In any case, Sandeep was like, thirteen hundred bucks?

He made all the phone calls: to the hospital, to his insurance, to a bill-mediation service from his employer.

They all told him the same thing:

Sorry, man. 13 hundred bucks is the amount your insurer pays for that code. 

Sandeep: you haven’t met your deductible. You had to pay, and this is the amount.

Dan: He was like, yeah but it’s ridiculous.

Sandeep: I said, even if I rent a hotel for a day, with all the facilities, it’s not going to come to this price at all.

Dan: So even if there’s no error, he wants to put up a fight. He goes looking for ammo: data that could show the price he’s being charged is unfair.

And because Sandeep has really been following stuff, he knows:  A federal order that went into effect last year requires hospitals to lay out a lot of pricing information for certain services.

Like, what they actually charge different insurers.  And what they charge people who don’t have insurance.

He finds the file. And it’s a good thing for him that he’s a software engineer. Because this file?

Sandeep:  it’s not in a readable format. It’s like the binary

Dan: Yeah, it’s a binary file– pure code. Readable by machines, but not people. And yes, it’s legal for them to post it in that format.

Sandeep puts his work skills to use, decodes the file. And he learns this hospital charges people who don’t have insurance about a thousand dollars less than what they want from him.

And he wrote to me because he wanted to know: How could he find out what they accept from Medicare?

And I was like, ooh, wait.
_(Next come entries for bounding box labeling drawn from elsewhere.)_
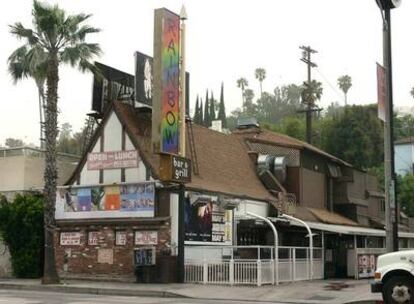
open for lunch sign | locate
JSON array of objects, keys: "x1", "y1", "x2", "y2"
[{"x1": 88, "y1": 150, "x2": 139, "y2": 170}]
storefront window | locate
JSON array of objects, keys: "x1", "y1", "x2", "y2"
[{"x1": 367, "y1": 236, "x2": 384, "y2": 248}]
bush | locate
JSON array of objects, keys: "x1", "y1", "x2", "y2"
[{"x1": 0, "y1": 195, "x2": 44, "y2": 278}]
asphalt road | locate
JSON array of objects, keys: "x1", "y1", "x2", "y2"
[{"x1": 0, "y1": 289, "x2": 288, "y2": 304}]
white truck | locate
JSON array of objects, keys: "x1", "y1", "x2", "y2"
[{"x1": 371, "y1": 250, "x2": 414, "y2": 304}]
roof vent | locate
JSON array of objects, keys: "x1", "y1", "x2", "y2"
[{"x1": 237, "y1": 117, "x2": 259, "y2": 129}]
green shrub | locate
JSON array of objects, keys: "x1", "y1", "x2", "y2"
[{"x1": 0, "y1": 195, "x2": 44, "y2": 278}]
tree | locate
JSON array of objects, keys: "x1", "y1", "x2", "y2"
[
  {"x1": 208, "y1": 92, "x2": 216, "y2": 120},
  {"x1": 4, "y1": 137, "x2": 25, "y2": 148},
  {"x1": 217, "y1": 83, "x2": 227, "y2": 128},
  {"x1": 203, "y1": 91, "x2": 211, "y2": 128},
  {"x1": 237, "y1": 77, "x2": 249, "y2": 110},
  {"x1": 10, "y1": 0, "x2": 101, "y2": 284},
  {"x1": 7, "y1": 42, "x2": 47, "y2": 148},
  {"x1": 254, "y1": 68, "x2": 266, "y2": 96},
  {"x1": 398, "y1": 174, "x2": 414, "y2": 217},
  {"x1": 243, "y1": 89, "x2": 257, "y2": 117},
  {"x1": 198, "y1": 98, "x2": 204, "y2": 126},
  {"x1": 338, "y1": 75, "x2": 352, "y2": 106}
]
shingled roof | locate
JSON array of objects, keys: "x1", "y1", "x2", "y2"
[
  {"x1": 233, "y1": 128, "x2": 353, "y2": 167},
  {"x1": 114, "y1": 102, "x2": 274, "y2": 201}
]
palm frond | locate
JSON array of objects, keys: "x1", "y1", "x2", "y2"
[{"x1": 9, "y1": 22, "x2": 38, "y2": 45}]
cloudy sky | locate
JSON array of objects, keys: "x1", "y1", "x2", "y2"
[{"x1": 0, "y1": 0, "x2": 414, "y2": 144}]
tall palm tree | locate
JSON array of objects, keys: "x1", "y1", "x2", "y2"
[
  {"x1": 301, "y1": 80, "x2": 323, "y2": 144},
  {"x1": 338, "y1": 75, "x2": 352, "y2": 106},
  {"x1": 8, "y1": 46, "x2": 47, "y2": 149},
  {"x1": 254, "y1": 68, "x2": 266, "y2": 97},
  {"x1": 9, "y1": 0, "x2": 101, "y2": 284},
  {"x1": 237, "y1": 77, "x2": 249, "y2": 109}
]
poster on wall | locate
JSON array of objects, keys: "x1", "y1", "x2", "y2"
[
  {"x1": 358, "y1": 254, "x2": 377, "y2": 278},
  {"x1": 87, "y1": 150, "x2": 139, "y2": 170},
  {"x1": 56, "y1": 183, "x2": 155, "y2": 219},
  {"x1": 184, "y1": 192, "x2": 233, "y2": 244}
]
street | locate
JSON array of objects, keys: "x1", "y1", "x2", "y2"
[{"x1": 0, "y1": 289, "x2": 288, "y2": 304}]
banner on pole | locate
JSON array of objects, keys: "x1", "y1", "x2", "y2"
[
  {"x1": 152, "y1": 8, "x2": 180, "y2": 154},
  {"x1": 377, "y1": 63, "x2": 387, "y2": 122}
]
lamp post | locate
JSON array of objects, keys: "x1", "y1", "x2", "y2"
[{"x1": 376, "y1": 0, "x2": 401, "y2": 252}]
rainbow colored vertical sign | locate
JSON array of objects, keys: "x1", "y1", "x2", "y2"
[{"x1": 161, "y1": 9, "x2": 180, "y2": 154}]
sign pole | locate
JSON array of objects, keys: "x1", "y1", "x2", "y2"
[{"x1": 180, "y1": 5, "x2": 187, "y2": 157}]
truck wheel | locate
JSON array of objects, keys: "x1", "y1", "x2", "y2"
[{"x1": 383, "y1": 276, "x2": 414, "y2": 304}]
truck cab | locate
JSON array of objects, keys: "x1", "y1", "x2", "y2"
[{"x1": 371, "y1": 250, "x2": 414, "y2": 304}]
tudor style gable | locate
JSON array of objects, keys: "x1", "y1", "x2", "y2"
[{"x1": 66, "y1": 107, "x2": 152, "y2": 186}]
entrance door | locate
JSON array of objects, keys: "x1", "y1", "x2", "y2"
[{"x1": 325, "y1": 234, "x2": 353, "y2": 278}]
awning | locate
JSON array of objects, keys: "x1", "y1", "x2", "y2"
[{"x1": 290, "y1": 221, "x2": 414, "y2": 238}]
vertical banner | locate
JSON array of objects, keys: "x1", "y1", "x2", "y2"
[
  {"x1": 152, "y1": 8, "x2": 180, "y2": 154},
  {"x1": 377, "y1": 63, "x2": 387, "y2": 122}
]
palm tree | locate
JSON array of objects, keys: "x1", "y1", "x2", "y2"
[
  {"x1": 254, "y1": 68, "x2": 266, "y2": 97},
  {"x1": 9, "y1": 0, "x2": 101, "y2": 284},
  {"x1": 237, "y1": 77, "x2": 249, "y2": 109},
  {"x1": 338, "y1": 75, "x2": 352, "y2": 106},
  {"x1": 7, "y1": 46, "x2": 47, "y2": 149}
]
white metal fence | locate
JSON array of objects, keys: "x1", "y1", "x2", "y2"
[{"x1": 185, "y1": 246, "x2": 324, "y2": 286}]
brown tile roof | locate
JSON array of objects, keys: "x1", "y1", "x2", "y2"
[
  {"x1": 294, "y1": 206, "x2": 358, "y2": 226},
  {"x1": 394, "y1": 136, "x2": 414, "y2": 145},
  {"x1": 233, "y1": 128, "x2": 352, "y2": 167},
  {"x1": 114, "y1": 102, "x2": 274, "y2": 201}
]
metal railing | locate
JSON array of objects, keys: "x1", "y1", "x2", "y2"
[{"x1": 185, "y1": 246, "x2": 324, "y2": 286}]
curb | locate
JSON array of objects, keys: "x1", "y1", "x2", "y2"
[{"x1": 0, "y1": 283, "x2": 190, "y2": 298}]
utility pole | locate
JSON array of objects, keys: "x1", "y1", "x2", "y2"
[
  {"x1": 376, "y1": 0, "x2": 400, "y2": 252},
  {"x1": 299, "y1": 46, "x2": 318, "y2": 144}
]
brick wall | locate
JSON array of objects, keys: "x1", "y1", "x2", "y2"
[{"x1": 55, "y1": 220, "x2": 171, "y2": 279}]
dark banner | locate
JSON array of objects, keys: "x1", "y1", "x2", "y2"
[{"x1": 92, "y1": 62, "x2": 134, "y2": 114}]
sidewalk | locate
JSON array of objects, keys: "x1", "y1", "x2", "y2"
[{"x1": 0, "y1": 279, "x2": 381, "y2": 304}]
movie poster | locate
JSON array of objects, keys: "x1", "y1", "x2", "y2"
[{"x1": 184, "y1": 192, "x2": 233, "y2": 244}]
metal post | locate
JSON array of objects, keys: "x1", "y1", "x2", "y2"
[
  {"x1": 180, "y1": 5, "x2": 187, "y2": 157},
  {"x1": 383, "y1": 8, "x2": 398, "y2": 252},
  {"x1": 280, "y1": 214, "x2": 313, "y2": 280},
  {"x1": 177, "y1": 184, "x2": 185, "y2": 283},
  {"x1": 246, "y1": 212, "x2": 279, "y2": 285}
]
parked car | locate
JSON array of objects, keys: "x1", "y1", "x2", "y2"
[{"x1": 371, "y1": 250, "x2": 414, "y2": 304}]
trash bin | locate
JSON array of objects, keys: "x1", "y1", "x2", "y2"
[{"x1": 134, "y1": 247, "x2": 156, "y2": 283}]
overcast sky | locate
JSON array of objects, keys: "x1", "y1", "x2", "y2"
[{"x1": 0, "y1": 0, "x2": 414, "y2": 144}]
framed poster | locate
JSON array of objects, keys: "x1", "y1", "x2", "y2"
[
  {"x1": 135, "y1": 231, "x2": 158, "y2": 245},
  {"x1": 88, "y1": 231, "x2": 99, "y2": 246},
  {"x1": 56, "y1": 182, "x2": 155, "y2": 219},
  {"x1": 60, "y1": 232, "x2": 81, "y2": 246},
  {"x1": 115, "y1": 230, "x2": 127, "y2": 246}
]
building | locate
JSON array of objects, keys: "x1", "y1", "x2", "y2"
[
  {"x1": 56, "y1": 101, "x2": 414, "y2": 285},
  {"x1": 394, "y1": 137, "x2": 414, "y2": 176},
  {"x1": 0, "y1": 147, "x2": 79, "y2": 199}
]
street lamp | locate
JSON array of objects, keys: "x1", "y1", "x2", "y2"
[{"x1": 376, "y1": 0, "x2": 401, "y2": 252}]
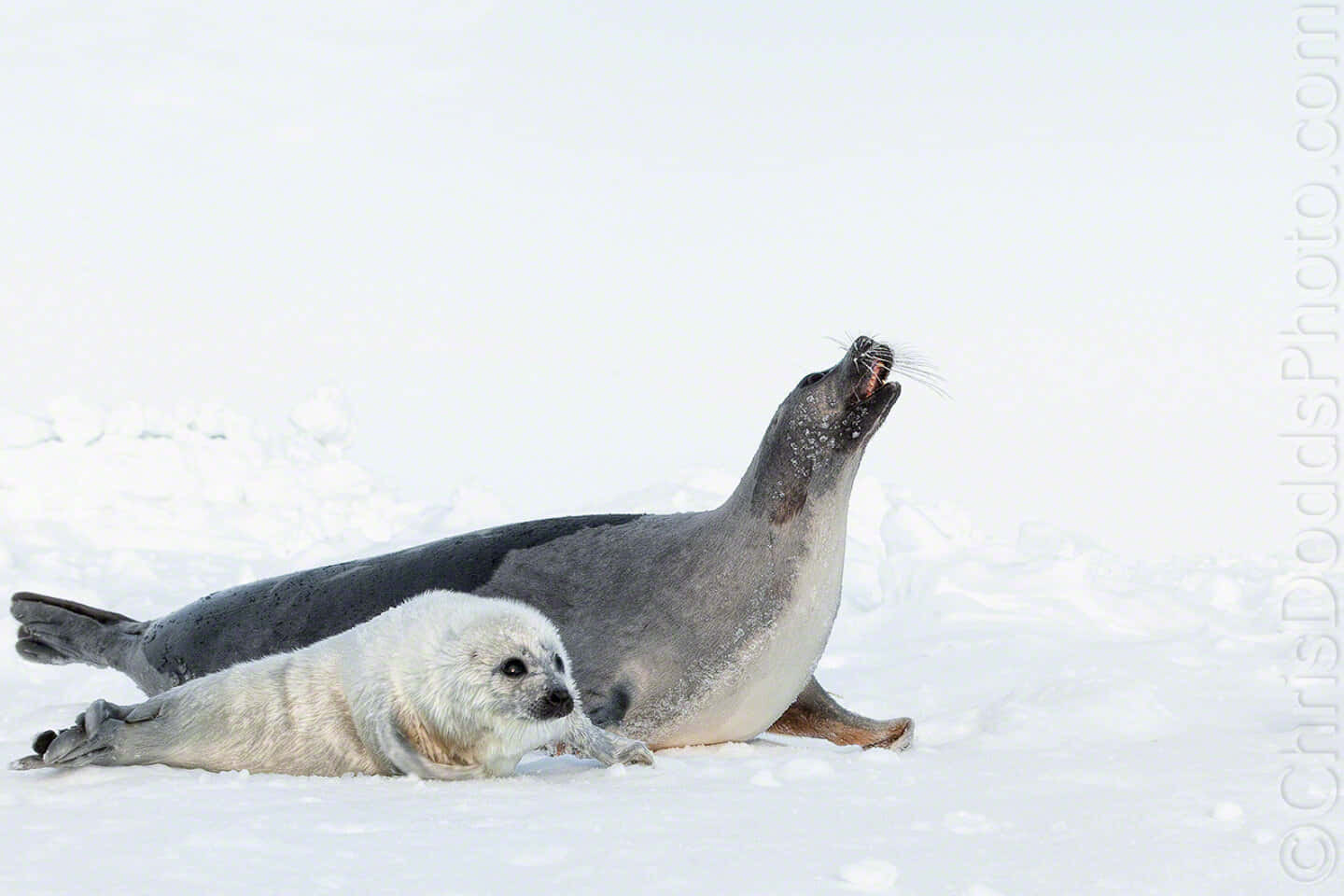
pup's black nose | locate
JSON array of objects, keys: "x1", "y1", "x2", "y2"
[{"x1": 546, "y1": 688, "x2": 574, "y2": 719}]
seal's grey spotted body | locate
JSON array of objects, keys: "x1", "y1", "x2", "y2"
[
  {"x1": 13, "y1": 337, "x2": 911, "y2": 747},
  {"x1": 13, "y1": 591, "x2": 653, "y2": 780}
]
I actually don’t exactly know. I know you CAN. And I know it’s a really good thing to do: If you’re negotiating a medical bill, that could be a good data point to have.

It’s a price the other side definitely accepts, that’s gonna be a lot lower than what they’re charging you.

Medicare prices are set by the government, and they tend to be a lot lower than the rates hospitals and other providers negotiate with insurance companies. Because with Medicare, they don’t get to negotiate.

The government does its studies, decides on what it thinks is reasonable, and says: Here, take it or leave it. Actually, take it or leave Medicare.

Now, hospitals sometimes say they get screwed on Medicare rates … but they all accept them.

They might not accept that rate from you, but if you’re gonna try to negotiate a bill — or fight it– it seems like a data point you might want.

So I wanted to know how to find it too.

And it seemed like an opportunity to re-connect with one of my favorite sources ever.

That’s the behind the scenes star of one of the first stories I ever did for this show — and its’ a story I especially enjoyed making. Partly because I got to report it at a Renaissance Fair.

Rennie 1: Have you gotten the chance to speak with Robin Hood yet? Robin, come forward.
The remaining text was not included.